You might not realize it, but you might have the same ailments as your family members. This can include diabetes, cardiovascular diseases, and arthritis, etc.
Here, the family doesn’t just refer to your parents and siblings. It extends to your cousins, uncle, aunts, grandparents, great grandparents, and beyond. You can learn more about your lineage by using the top DNA testing kits available.
All in all, to better know about your health, it is imperative that you are well aware of your family’s health history as well. While knowing your family’s health history might not help you in changing your genetic makeup, it can aid in reducing the risk of developing specific problems.

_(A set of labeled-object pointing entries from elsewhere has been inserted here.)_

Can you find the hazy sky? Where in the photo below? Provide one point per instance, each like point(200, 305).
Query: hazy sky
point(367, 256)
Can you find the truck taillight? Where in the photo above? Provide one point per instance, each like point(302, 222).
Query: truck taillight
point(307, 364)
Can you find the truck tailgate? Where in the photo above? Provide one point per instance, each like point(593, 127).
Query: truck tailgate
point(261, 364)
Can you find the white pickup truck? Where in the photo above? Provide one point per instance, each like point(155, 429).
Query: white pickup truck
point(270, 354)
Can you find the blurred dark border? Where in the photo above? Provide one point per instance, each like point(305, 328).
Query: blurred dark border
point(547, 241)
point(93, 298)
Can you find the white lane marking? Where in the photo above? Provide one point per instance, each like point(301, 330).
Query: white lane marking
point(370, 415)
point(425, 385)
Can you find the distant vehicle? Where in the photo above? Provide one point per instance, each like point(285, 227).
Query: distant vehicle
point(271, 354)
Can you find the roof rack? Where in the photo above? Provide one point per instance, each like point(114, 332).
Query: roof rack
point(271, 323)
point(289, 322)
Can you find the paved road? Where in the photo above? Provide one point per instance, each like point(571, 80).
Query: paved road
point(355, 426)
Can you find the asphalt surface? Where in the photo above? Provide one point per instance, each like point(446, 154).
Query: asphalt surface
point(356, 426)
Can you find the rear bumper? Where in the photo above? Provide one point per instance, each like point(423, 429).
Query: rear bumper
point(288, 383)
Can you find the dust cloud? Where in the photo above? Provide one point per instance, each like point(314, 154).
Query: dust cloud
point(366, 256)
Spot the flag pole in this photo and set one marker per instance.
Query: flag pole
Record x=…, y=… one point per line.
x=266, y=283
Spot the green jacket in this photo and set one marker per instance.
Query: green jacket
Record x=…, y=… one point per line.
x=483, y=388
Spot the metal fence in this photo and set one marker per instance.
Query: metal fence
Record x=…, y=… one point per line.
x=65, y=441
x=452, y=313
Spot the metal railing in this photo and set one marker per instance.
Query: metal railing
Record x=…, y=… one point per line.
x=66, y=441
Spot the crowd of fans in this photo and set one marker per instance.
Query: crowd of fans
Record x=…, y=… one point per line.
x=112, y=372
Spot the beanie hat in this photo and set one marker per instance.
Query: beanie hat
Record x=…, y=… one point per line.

Well, you are more likely to take preventative measures against certain diseases if you know you have an inclination for them. For instance, if you have a family history of diabetes, you will control your sugar intake from early on to prevent the development of the disease.
You may also like to read: “Early Signs of Diabetes in Men”
What You Should Know
Here are certain aspects of your family health history, which you should be aware of.
Details about ongoing conditions and serious ailments
It isn’t enough to know that diabetes or cancer runs in your family. To better grasp whether or not the illness is genetic, you should also know about the lifestyle of the person in your family who had the disease.
Let your doctors know about the age in which the said people were diagnosed with the condition. If the said relatives have passed away, the exact cause of death and age in which they died will also help your doctors in gauging whether the disease is likely to pass on to you or not.
However, know that just because you have a family history of certain conditions doesn’t mean you will necessarily develop it. It just means that the chances are higher.
This is where you might require the need to take quality DNA tests that help you figure out your ethnicity. You might get surprised with the result! Some people have a few different ethnicities in them.
Race and ethnicity are essential because certain conditions are more common in some races than others. For example, African-Americans tend to be more at risk of developing sickle cell anemia than other people.
Know your family health history
Make sure you know your family’s health history in and out so that you take preventative measures from the get-go!